Monday, 10 September 2007

Democracy (the myth of trust)

As is my wont, I'm generally keen to understand the etymology of the words, particularly the key words, that I use. I think I may as well give you a quick definition of what the word "democracy" actually means, because for most people, I imagine, the concept of democracy is inevitably connected with the political system under which we (those in the western "liberal democracies") live. There's nothing liberal or democratic about them, of course, and there will no doubt be those who would argue that everybody understands that, and what am I moaning about?

Well, perhaps I'm just a pedant, or perhaps there's something more to this laziness with language. That is, while our own lives have no real connection with democratic principles, it's important that we can kid ourselves that they do. More importantly, it's valuable for those in power to pretend that we have some sort of control over our lives, when key decisions impacting our wellbeing are made without any reference to us.

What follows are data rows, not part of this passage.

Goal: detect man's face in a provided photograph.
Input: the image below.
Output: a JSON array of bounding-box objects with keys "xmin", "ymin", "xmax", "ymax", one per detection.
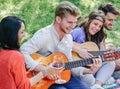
[
  {"xmin": 104, "ymin": 12, "xmax": 118, "ymax": 31},
  {"xmin": 58, "ymin": 14, "xmax": 78, "ymax": 34}
]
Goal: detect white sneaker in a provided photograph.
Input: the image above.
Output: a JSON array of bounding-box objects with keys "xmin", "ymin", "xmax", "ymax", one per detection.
[
  {"xmin": 91, "ymin": 84, "xmax": 104, "ymax": 89},
  {"xmin": 104, "ymin": 77, "xmax": 115, "ymax": 85}
]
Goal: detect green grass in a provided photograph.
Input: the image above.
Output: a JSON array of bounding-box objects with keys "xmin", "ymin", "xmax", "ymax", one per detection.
[{"xmin": 0, "ymin": 0, "xmax": 120, "ymax": 47}]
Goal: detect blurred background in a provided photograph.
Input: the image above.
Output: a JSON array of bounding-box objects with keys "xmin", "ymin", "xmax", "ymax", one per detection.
[{"xmin": 0, "ymin": 0, "xmax": 120, "ymax": 47}]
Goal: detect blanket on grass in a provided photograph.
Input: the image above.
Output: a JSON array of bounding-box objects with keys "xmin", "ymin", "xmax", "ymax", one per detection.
[
  {"xmin": 103, "ymin": 71, "xmax": 120, "ymax": 89},
  {"xmin": 103, "ymin": 83, "xmax": 120, "ymax": 89}
]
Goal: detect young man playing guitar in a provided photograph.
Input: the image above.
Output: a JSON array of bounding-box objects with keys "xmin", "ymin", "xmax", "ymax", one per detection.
[{"xmin": 20, "ymin": 1, "xmax": 92, "ymax": 89}]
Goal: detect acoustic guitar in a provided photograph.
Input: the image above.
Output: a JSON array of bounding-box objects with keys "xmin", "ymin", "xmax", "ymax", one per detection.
[
  {"xmin": 27, "ymin": 48, "xmax": 120, "ymax": 89},
  {"xmin": 72, "ymin": 41, "xmax": 120, "ymax": 61}
]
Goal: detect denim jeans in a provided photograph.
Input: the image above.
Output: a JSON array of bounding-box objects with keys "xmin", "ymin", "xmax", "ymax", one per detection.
[
  {"xmin": 49, "ymin": 76, "xmax": 90, "ymax": 89},
  {"xmin": 94, "ymin": 61, "xmax": 115, "ymax": 84}
]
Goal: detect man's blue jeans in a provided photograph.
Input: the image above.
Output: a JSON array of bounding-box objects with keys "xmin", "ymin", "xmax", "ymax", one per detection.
[{"xmin": 49, "ymin": 76, "xmax": 90, "ymax": 89}]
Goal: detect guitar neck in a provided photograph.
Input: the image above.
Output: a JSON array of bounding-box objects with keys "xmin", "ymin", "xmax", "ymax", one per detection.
[
  {"xmin": 88, "ymin": 51, "xmax": 107, "ymax": 56},
  {"xmin": 64, "ymin": 58, "xmax": 93, "ymax": 70}
]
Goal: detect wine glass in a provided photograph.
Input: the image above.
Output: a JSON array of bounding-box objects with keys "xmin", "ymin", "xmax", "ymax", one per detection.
[{"xmin": 53, "ymin": 55, "xmax": 66, "ymax": 84}]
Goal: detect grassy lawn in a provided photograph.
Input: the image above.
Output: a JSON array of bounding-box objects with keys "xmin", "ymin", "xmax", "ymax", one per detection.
[{"xmin": 0, "ymin": 0, "xmax": 120, "ymax": 47}]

If that is the case, and it most certainly is, because I don't remember the last time any cunt of a politician asked me my opinion (on the contrary, as you will discover shortly), then whose interests are those decisions being made in?

Anyway, on that note, let's just define democracy for ourselves. According to etymonline, democracy is derived from an Ancient Greek word "demokratia", which was created by the joining of demos "common people," (originally "district"), and kratos "rule, strength". "The strength of the common people"? It may be debateable as to whether democracy ever existed in Ancient Greece, particularly as that empire practised slavery, but are you beginning to see where my grievance lies? Perhaps the knowledge that I am PNG, as far as my MP is concerned provides a clue. It seems that unless I am willing to discuss issues affecting me in party political terms, then I have no right to be anything other disenfranchised. Politicians, or political parties, then, if we are to extrapolate from my experience, are only interested in discussing their own realities - like most people, I suppose. In short, my MP no more represents my interests in Westminster than he flies in the air unaided.

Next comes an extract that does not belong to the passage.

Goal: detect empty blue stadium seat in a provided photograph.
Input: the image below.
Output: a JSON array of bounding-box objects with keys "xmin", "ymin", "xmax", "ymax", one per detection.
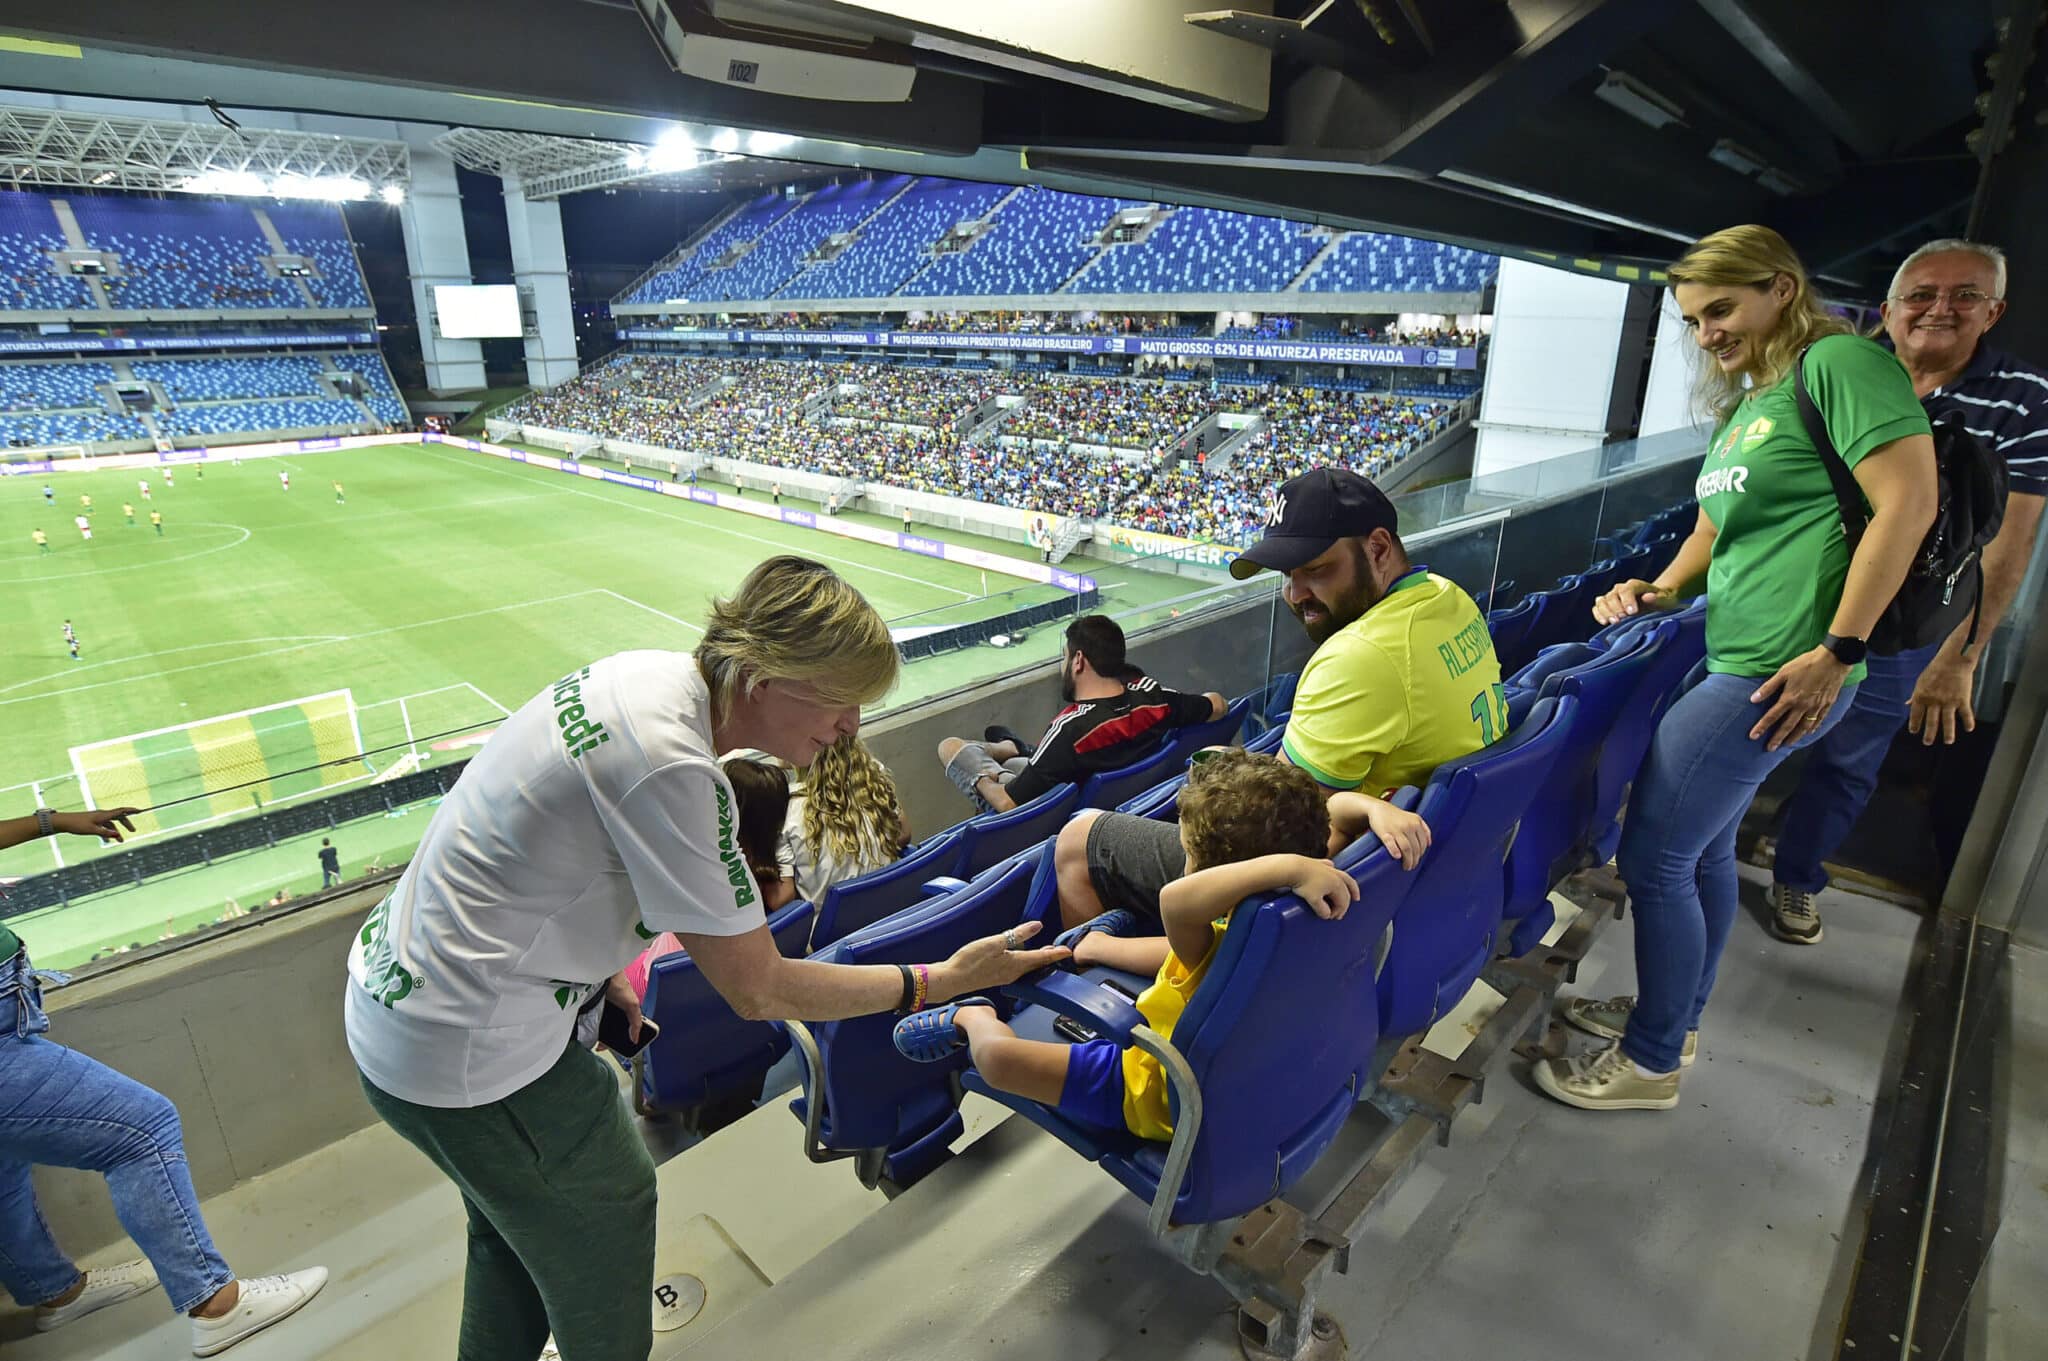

So, if we don't have democracy, in its truest (ie, original) sense, then what do we have? Perhaps we should look at the alternatives, and then perhaps we can establish what our experience indicates.

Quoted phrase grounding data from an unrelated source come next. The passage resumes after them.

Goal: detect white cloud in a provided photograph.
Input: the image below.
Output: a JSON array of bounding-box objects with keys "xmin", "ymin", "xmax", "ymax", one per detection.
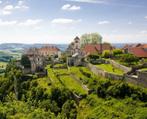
[
  {"xmin": 145, "ymin": 16, "xmax": 147, "ymax": 19},
  {"xmin": 0, "ymin": 19, "xmax": 17, "ymax": 26},
  {"xmin": 3, "ymin": 5, "xmax": 14, "ymax": 11},
  {"xmin": 1, "ymin": 5, "xmax": 14, "ymax": 15},
  {"xmin": 98, "ymin": 20, "xmax": 110, "ymax": 25},
  {"xmin": 0, "ymin": 1, "xmax": 2, "ymax": 4},
  {"xmin": 66, "ymin": 0, "xmax": 107, "ymax": 4},
  {"xmin": 0, "ymin": 1, "xmax": 29, "ymax": 16},
  {"xmin": 15, "ymin": 0, "xmax": 29, "ymax": 10},
  {"xmin": 51, "ymin": 18, "xmax": 82, "ymax": 24},
  {"xmin": 18, "ymin": 19, "xmax": 43, "ymax": 26},
  {"xmin": 2, "ymin": 10, "xmax": 12, "ymax": 15},
  {"xmin": 61, "ymin": 4, "xmax": 81, "ymax": 11},
  {"xmin": 0, "ymin": 19, "xmax": 42, "ymax": 27}
]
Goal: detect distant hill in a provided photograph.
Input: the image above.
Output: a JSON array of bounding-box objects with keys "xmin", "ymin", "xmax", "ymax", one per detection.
[{"xmin": 0, "ymin": 43, "xmax": 68, "ymax": 52}]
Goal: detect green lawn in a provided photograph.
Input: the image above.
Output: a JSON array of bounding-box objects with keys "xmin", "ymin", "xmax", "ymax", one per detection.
[{"xmin": 96, "ymin": 64, "xmax": 124, "ymax": 75}]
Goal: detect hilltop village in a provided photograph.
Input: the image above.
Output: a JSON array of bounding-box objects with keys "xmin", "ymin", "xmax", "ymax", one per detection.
[
  {"xmin": 0, "ymin": 33, "xmax": 147, "ymax": 118},
  {"xmin": 16, "ymin": 33, "xmax": 147, "ymax": 88}
]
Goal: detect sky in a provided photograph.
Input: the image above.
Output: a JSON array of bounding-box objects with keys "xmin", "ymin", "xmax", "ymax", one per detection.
[{"xmin": 0, "ymin": 0, "xmax": 147, "ymax": 44}]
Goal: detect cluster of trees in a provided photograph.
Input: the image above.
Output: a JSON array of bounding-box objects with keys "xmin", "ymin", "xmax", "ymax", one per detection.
[
  {"xmin": 80, "ymin": 33, "xmax": 102, "ymax": 47},
  {"xmin": 101, "ymin": 49, "xmax": 139, "ymax": 66},
  {"xmin": 0, "ymin": 60, "xmax": 78, "ymax": 118},
  {"xmin": 97, "ymin": 80, "xmax": 147, "ymax": 102},
  {"xmin": 102, "ymin": 49, "xmax": 123, "ymax": 58}
]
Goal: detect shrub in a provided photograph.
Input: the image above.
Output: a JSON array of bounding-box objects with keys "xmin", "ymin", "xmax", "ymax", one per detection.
[
  {"xmin": 102, "ymin": 50, "xmax": 112, "ymax": 58},
  {"xmin": 112, "ymin": 49, "xmax": 123, "ymax": 57},
  {"xmin": 120, "ymin": 54, "xmax": 139, "ymax": 65}
]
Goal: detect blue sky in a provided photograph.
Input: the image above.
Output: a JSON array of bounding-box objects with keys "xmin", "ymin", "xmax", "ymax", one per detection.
[{"xmin": 0, "ymin": 0, "xmax": 147, "ymax": 44}]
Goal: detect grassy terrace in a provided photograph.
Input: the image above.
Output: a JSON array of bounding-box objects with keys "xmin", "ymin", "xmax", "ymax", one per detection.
[
  {"xmin": 96, "ymin": 64, "xmax": 124, "ymax": 75},
  {"xmin": 59, "ymin": 75, "xmax": 87, "ymax": 95},
  {"xmin": 139, "ymin": 68, "xmax": 147, "ymax": 72},
  {"xmin": 47, "ymin": 65, "xmax": 87, "ymax": 95},
  {"xmin": 69, "ymin": 66, "xmax": 107, "ymax": 90},
  {"xmin": 47, "ymin": 66, "xmax": 63, "ymax": 87}
]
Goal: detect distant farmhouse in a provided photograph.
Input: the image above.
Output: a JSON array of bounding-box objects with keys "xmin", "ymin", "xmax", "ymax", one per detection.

It seems that Aristotle and Plato thought about this question quite closely. Briefly, the alternatives are "autocracy" (rule by a single person); "oligarchy" (rule by the few); and "aristrocracy" (rule by the best (LMFAO)). While oligarchy and aristocracy might look superficially similar, the distinction that one would make is that aristocracy appears to boil down to rule by the moneyed class, whereas oligarchy appears to concern those who interested in acquiring money, and thus power/influence (control over others, in other words). Indeed, there is a word for this system, too: "plutocracy".

I leave it to the gentle reader (that's enough Aesop. Ed.) to consider which of those possibilities best fits what is actually happening, according to his/her experience, and then to consider whose interests the majority of decisions are likely to be made in. I'll leave you with a quotation by Winston Churchill:

"The strongest argument against democracy is a five minute discussion with the average voter."

And the strongest argument against parliamentary democracy that I can think of is that quotation, Mr Churchill. Many thanks for that.